In recent months, President Donald Trump’s endeavor to clean the Lincoln Memorial Reflecting Pool has taken on an episodic quality as the project has raised controversy and encountered mounting problems. Now, a new odorous issue has been reported.
“As they drain it,” noted Joe Flood, “the Reflecting Pool is starting to smell.”
Over the weekend, Trump admitted that the pool would have to be drained to fix the peeling paint and algae blooms that have plagued his mission to have it “American Flag blue” in time for the 4th of July. While many have suggested that the no-bid contractor his administration secured to do the job could be to blame, Trump has his own theories.
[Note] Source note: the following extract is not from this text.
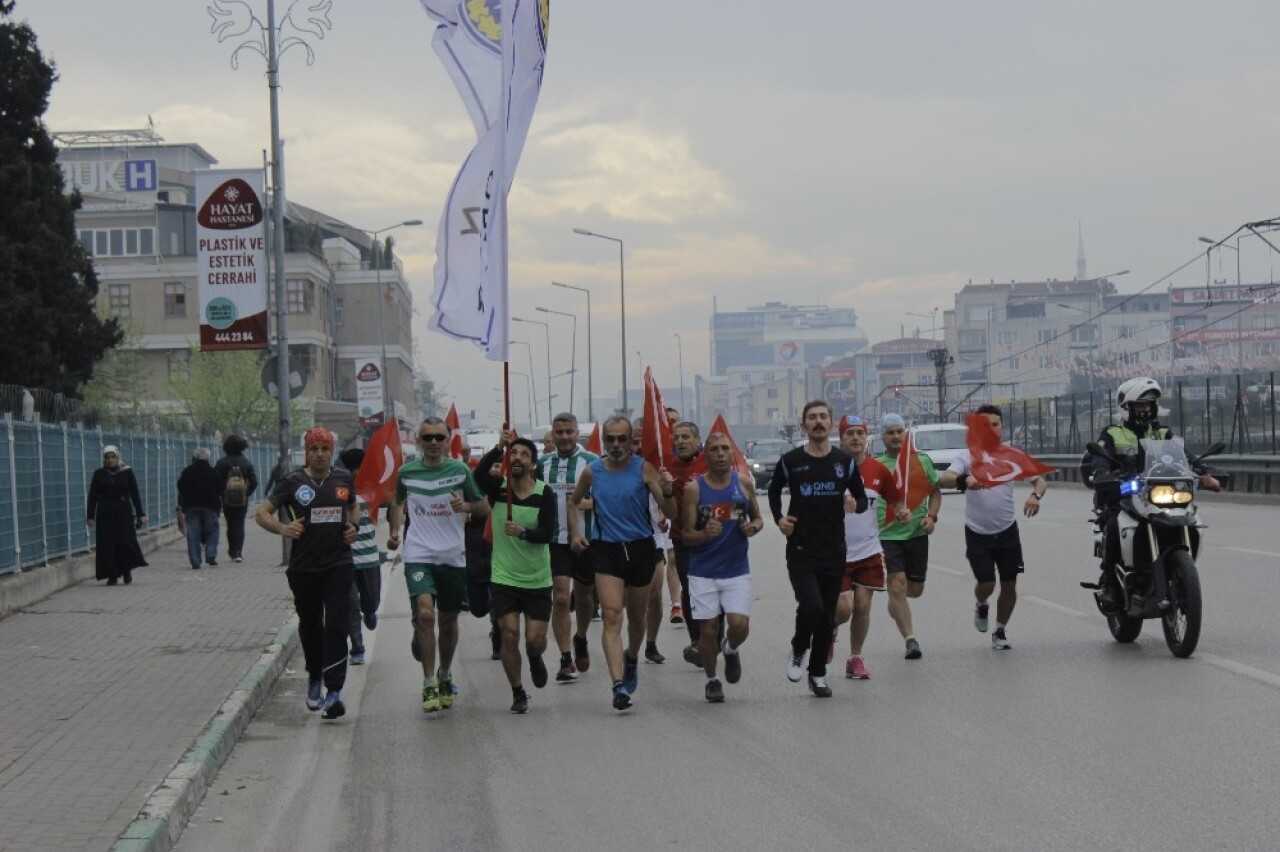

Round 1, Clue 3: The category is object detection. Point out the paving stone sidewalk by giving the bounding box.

According to the Guardian, “Trump acknowledged ‘real problems’ with the site, which he said he had examined himself, this week. He has not acknowledged any issues with the renovation he ordered, however. Instead, the president blamed the pool’s woes on ‘vandals’, which he claimed had taken ‘some form of knife or blade’ and delivered a 250ft gash into the pool’s facade. By Monday, when Trump was still posting about the site, this alleged damage had grown into a ‘300 foot long gash’. Reporters at the Washington Post who visited the pool on Sunday could see no evidence of such damage, it reported, despite Trump’s claims. Trump also claimed that unidentified vandals have poured ‘corrosive and destructive chemicals’ into the pool.”
No evidence has been provided of such claims, though as the Guardian notes, “Government workers were seen pouring hydrogen peroxide into the water to tackle the algae.”
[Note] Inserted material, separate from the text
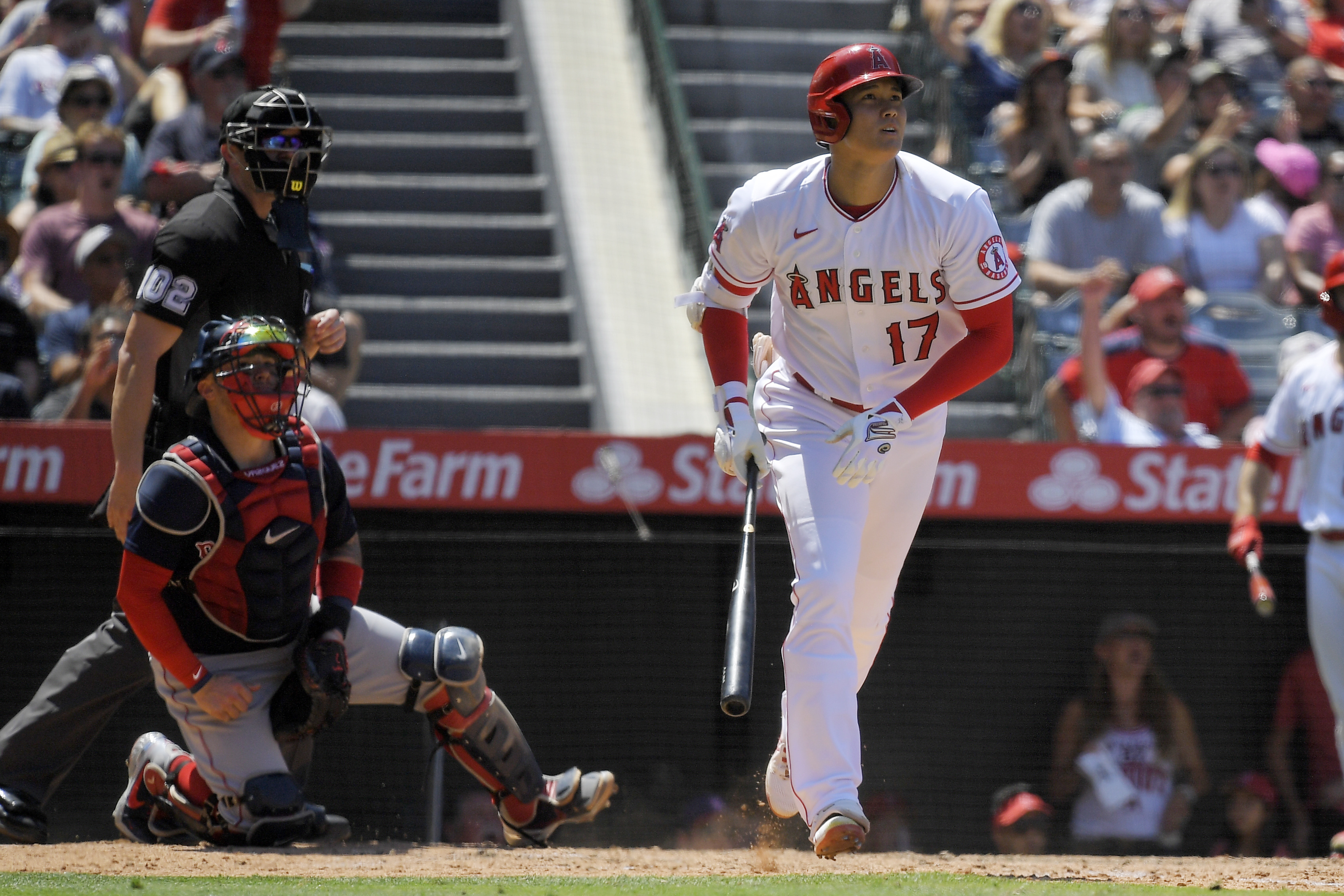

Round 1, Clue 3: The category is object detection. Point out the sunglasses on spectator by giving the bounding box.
[81,152,126,168]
Trump’s project dates back to April, when he announced that he’d hired a contractor to coat its granite basin for $1.5 million. That cost quickly exploded to $14 million, and by mid-June $16 million, and that was before the new draining and repairs to come. Early in the renovation, it was found that the White House had hired a no-bid contractor, and then last week, it was revealed that the company’s owner was in fact a Trump donor and neighbor of Mar-a-Lago who the president had once called a “fantastic man.” By that time, images of the pool turned bright green by algae had drawn no shortage of ridicule, and it was being reported that large flakes of paint or sealant were breaking loose.
The president then declared that anyone caught vandalizing the pool would be given a 10-year prison sentence, and since then several people have been arrested and cited for vandalizing the pool, though reporting has cast such allegations in a dubious light: “It’s not clear if any committed acts of vandalism. Washington Post reporters witnessed people interacting with police after pulling objects from the water. Peeling paint has been floating on the surface at times."
A three-time U.S. Olympian and canoeist says he was arrested after noticing a partly detached piece of the blue liner and reaching into the water to touch it. "I didn’t vandalize anything," David Hearn, who had been cycling, told the Washington Post. "I didn’t destroy or break or peel anything. By the time I realized what was going on, I was being put in handcuffs."